Daniel Lemire's blog

, 2 min read

Optimizing compilers reload vector constants needlessly

Modern processors have powerful vector instructions which allow you to load several values at once, and operate (in one instruction) on all these values. Similarly, they allow you to have vector constants. Thus if you wanted to add some integer (say 10001) to all integers in a large array, you might first load a constant with 8 times the value 10001, then you would load elements from your array, 8 elements by 8 elements, add the vector constant (thus do 8 additions at once), and then store the result. Everything else being equal, this might be 8 times faster.

An optimizing compiler might even do this optimization for you (a process called ‘auto-vectorization). However, for more complex code, you might need to do it manually using “intrinsic” functions (e.g., _mm256_loadu_si256, _mm256_add_epi32, etc.).

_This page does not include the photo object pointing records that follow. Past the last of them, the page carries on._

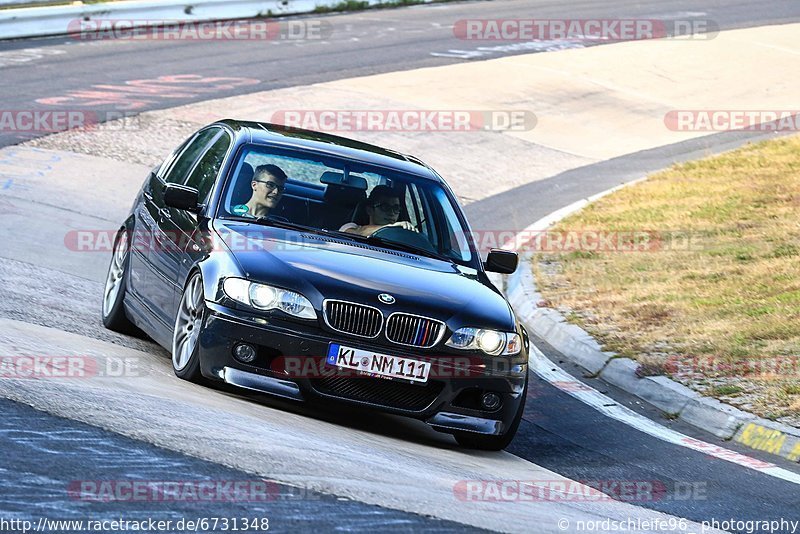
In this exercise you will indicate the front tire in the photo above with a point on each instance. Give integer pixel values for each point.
(186, 334)
(113, 312)
(483, 442)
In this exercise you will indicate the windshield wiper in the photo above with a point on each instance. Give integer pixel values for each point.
(278, 223)
(389, 243)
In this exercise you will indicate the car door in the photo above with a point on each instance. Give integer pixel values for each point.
(191, 226)
(164, 251)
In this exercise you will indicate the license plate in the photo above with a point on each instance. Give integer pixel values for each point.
(375, 364)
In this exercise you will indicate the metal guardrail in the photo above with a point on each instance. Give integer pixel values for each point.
(38, 3)
(61, 20)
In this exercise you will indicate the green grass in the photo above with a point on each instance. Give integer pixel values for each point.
(732, 296)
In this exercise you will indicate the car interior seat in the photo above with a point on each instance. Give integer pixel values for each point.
(341, 198)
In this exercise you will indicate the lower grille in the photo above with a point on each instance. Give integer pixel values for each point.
(388, 393)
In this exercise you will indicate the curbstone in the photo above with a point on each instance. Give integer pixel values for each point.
(714, 416)
(667, 395)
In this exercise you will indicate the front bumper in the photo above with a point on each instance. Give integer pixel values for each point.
(291, 364)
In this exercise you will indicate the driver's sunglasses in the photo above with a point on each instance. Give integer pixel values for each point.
(272, 186)
(389, 208)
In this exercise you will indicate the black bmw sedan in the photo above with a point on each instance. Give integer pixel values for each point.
(314, 267)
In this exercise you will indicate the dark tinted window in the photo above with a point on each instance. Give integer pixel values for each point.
(207, 169)
(184, 162)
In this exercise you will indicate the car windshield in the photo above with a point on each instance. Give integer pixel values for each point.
(361, 201)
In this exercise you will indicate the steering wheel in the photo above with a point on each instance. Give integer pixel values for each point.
(403, 236)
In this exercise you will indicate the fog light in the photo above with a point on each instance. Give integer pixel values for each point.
(244, 353)
(491, 401)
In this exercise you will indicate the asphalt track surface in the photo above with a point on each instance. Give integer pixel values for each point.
(95, 75)
(558, 432)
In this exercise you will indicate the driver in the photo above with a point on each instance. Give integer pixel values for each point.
(383, 209)
(268, 184)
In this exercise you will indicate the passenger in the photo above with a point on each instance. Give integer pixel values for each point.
(268, 184)
(383, 209)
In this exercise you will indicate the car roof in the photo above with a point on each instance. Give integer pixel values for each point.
(268, 133)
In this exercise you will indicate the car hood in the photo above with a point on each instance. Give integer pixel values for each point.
(327, 267)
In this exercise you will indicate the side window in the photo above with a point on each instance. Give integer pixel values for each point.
(180, 168)
(412, 204)
(205, 172)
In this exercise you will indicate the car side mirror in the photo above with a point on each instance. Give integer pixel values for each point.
(501, 261)
(181, 197)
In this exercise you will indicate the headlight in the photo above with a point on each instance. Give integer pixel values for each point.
(489, 341)
(264, 297)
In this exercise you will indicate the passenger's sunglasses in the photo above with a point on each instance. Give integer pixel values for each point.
(272, 186)
(388, 208)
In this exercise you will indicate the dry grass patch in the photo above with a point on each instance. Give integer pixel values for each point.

Let us consider the simple case I describe, but where we process two arrays at once… using the same constant:

#include <x86intrin.h>
#include <stdint.h>
void process_avx2(const uint32_t *in1, const uint32_t *in2, size_t len) {
  // define the constant, 8 x 10001
  __m256i c = _mm256_set1_epi32(10001);
  const uint32_t *finalin1 = in1 + len;
  const uint32_t *finalin2 = in2 + len;
  for (; in1 + 8 <= finalin1; in1 += 8) {
    // load 8 integers into a 32-byte register
    __m256i x = _mm256_loadu_si256((__m256i *)in1);
    // add the 8 integers just loaded to the 8 constant integers
    x = _mm256_add_epi32(c, x);
    // store the 8 modified integers
    _mm256_storeu_si256((__m256i *)in1, x);
  };
  for (; in2 + 8 <= finalin2; in2 += 8) {
    // load 8 integers into a 32-byte register
    __m256i x = _mm256_loadu_si256((__m256i *)in2);
    // add the 8 integers just loaded to the 8 constant integers
    x = _mm256_add_epi32(c, x);
    // store the 8 modified integers
    _mm256_storeu_si256((__m256i *)in2, x);
  }
}

My expectation, until recently, was that optimizing compilers would keep the constant in a register, and never load it twice. Why would they?

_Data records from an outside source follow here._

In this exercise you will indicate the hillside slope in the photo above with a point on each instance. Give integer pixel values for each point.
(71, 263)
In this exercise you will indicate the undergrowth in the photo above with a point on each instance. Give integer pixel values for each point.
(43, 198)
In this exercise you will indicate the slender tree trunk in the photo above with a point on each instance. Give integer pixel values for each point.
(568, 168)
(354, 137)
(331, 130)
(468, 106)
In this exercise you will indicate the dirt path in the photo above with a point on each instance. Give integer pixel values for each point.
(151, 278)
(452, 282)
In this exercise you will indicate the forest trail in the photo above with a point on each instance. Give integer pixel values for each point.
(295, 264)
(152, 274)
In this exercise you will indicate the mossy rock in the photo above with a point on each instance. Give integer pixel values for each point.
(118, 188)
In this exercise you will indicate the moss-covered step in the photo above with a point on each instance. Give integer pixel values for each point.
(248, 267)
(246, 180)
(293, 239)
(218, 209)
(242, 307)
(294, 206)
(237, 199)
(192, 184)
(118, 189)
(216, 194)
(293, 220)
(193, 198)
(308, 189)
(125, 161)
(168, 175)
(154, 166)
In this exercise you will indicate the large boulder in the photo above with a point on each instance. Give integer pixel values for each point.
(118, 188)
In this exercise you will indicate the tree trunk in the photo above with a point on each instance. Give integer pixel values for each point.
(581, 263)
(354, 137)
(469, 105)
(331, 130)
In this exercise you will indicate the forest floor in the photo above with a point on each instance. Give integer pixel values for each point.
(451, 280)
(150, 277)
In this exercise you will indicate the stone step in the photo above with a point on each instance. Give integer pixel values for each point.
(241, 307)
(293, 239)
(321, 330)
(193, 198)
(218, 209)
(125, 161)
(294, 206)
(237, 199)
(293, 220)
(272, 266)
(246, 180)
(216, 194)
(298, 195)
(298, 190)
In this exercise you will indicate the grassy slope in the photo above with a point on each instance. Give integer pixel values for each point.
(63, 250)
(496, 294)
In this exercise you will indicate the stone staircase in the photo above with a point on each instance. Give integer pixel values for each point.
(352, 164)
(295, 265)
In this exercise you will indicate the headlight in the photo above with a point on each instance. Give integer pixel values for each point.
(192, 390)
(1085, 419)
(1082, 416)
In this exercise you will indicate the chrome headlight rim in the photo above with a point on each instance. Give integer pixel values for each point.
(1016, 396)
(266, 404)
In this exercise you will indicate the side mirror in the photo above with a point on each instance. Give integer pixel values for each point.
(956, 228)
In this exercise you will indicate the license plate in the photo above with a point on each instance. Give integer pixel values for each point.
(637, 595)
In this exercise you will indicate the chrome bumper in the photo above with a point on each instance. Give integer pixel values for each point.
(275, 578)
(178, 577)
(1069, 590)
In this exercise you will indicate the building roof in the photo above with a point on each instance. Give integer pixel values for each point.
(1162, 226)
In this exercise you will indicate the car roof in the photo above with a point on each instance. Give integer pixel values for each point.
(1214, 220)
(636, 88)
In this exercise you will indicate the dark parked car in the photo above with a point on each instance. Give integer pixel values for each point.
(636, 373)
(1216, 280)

Yet you can check that GCC loads the constant twice. You will recognize the assembly sequence:

mov          eax, 10001 // load 10001 in a general register
vpbroadcastd ymm1, eax  // broadcast 10001 to all elements

In this instance, other compilers (like LLVM) do better. However, in other instances, both LLVM and GCC happily load constants more than once. Only the Intel compiler (ICC) seems to be able to avoid this issue with some consistency.

The processor has more than enough vector registers, so it is not a register allocation issue. Of course, there are instances where it is best to avoid creating the constant, but you can check that even when the compiler ought to know that the constant is always needed, it may still create it twice. AVX-512 has introduced new mask types and they suffer from this effect as well.

Does it matter? In most cases, this effect should have little performance impact. It is almost surely only a few instructions of overhead per function.

It would be interesting to be able to instruct the compiler not to do reload the constants. You might think that the static keyword could help, but with LLVM, static vector variables may be protected by a lock, which probably makes your code even heavier.